Reconstructing Public Governance in a “Multimedia Landscape”:Policy Agenda Construction in the Short Video Era
DOI:
https://doi.org/10.47363/JPSIR/2025(3)138Keywords:
Short Videos, Multimedia Landscape, Opinion Leaders, Emotional MobilizationAbstract
The communication ecology of short videos and their emotional mobilization are reshaping public policy agenda setting and challenging traditional governance models. Existing studies tend to focus on either media technology or governance theory, rarely integrating both to explain how digital platforms alter power structures and mobilization mechanisms.
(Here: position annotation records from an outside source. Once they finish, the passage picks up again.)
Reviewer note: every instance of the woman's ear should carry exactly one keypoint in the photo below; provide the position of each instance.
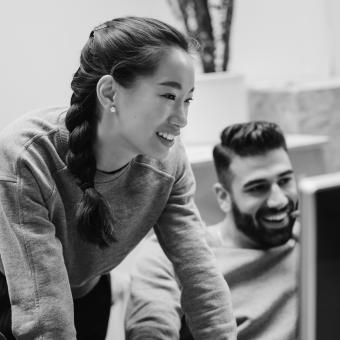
(106, 87)
(223, 197)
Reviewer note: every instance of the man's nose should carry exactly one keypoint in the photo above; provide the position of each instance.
(277, 198)
(179, 117)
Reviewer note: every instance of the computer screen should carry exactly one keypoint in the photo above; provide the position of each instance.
(320, 257)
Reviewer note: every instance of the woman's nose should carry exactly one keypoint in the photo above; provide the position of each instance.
(179, 117)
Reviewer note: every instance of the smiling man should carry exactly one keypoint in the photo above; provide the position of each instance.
(254, 244)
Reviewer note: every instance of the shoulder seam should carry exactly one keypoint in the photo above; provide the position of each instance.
(154, 169)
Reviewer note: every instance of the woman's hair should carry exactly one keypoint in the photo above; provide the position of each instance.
(125, 48)
(245, 139)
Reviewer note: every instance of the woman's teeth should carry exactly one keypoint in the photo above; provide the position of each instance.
(167, 136)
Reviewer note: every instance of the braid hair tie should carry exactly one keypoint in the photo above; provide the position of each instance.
(86, 185)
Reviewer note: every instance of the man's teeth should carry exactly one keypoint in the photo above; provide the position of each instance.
(166, 135)
(275, 218)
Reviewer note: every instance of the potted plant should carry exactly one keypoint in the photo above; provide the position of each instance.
(209, 22)
(220, 95)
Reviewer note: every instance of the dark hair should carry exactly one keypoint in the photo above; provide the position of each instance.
(245, 139)
(125, 48)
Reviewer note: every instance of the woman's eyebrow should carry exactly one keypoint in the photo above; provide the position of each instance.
(173, 84)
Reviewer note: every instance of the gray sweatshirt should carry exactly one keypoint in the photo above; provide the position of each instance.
(42, 256)
(263, 285)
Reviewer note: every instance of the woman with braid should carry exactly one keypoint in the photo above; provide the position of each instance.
(81, 186)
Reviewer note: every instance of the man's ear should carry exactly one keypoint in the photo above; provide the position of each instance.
(106, 87)
(223, 197)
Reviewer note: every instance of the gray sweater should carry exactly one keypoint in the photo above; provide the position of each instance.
(42, 256)
(263, 285)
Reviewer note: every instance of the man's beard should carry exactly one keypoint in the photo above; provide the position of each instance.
(258, 232)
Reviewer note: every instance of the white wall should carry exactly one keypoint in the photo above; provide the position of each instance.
(282, 39)
(271, 39)
(40, 46)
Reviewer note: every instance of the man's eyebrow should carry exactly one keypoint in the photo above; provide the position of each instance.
(285, 173)
(262, 180)
(173, 84)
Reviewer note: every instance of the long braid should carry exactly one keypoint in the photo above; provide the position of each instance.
(124, 48)
(93, 217)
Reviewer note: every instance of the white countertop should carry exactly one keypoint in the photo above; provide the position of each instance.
(203, 153)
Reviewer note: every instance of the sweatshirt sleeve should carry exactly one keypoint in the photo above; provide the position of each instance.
(206, 299)
(153, 309)
(32, 258)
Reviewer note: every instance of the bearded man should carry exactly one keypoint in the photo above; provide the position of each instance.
(254, 245)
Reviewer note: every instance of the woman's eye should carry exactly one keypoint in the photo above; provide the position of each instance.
(169, 96)
(284, 181)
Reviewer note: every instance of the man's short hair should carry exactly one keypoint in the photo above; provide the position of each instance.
(245, 139)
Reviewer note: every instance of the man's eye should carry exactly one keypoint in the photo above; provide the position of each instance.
(169, 96)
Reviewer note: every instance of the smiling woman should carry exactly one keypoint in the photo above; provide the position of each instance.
(81, 186)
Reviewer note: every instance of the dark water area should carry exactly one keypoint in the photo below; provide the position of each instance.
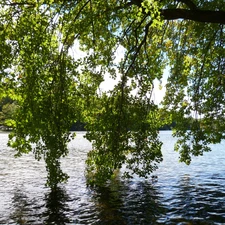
(177, 194)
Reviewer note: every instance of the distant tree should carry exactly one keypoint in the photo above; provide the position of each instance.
(133, 41)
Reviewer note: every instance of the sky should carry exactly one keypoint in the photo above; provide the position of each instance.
(109, 82)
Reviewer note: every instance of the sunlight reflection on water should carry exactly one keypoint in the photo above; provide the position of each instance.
(180, 194)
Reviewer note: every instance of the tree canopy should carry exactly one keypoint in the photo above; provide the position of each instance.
(131, 40)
This study examines the “Pre-packaged Meals in Schools” controversy, combining media ecology and governance theories, and employs functional roles and content framing to analyze the construction of public issues. Findings show that: (1) agenda formation has shifted
from official-driven processes to a grassroots-triggered paradigm, reflecting a shift from static status power to dynamic functional power; (2) emotional mobilization presents a paradox: content that most effectively sparks public interaction is not direct emotional appeals, but seemingly objective news/event frames that provide space for representing multiple social contradictions. By treating platform technology and emotional environment as endogenous to governance, this study offers a perspective on the evolution of opinion leaders, complex emotional mobilization, and collaborative governance in the digital era.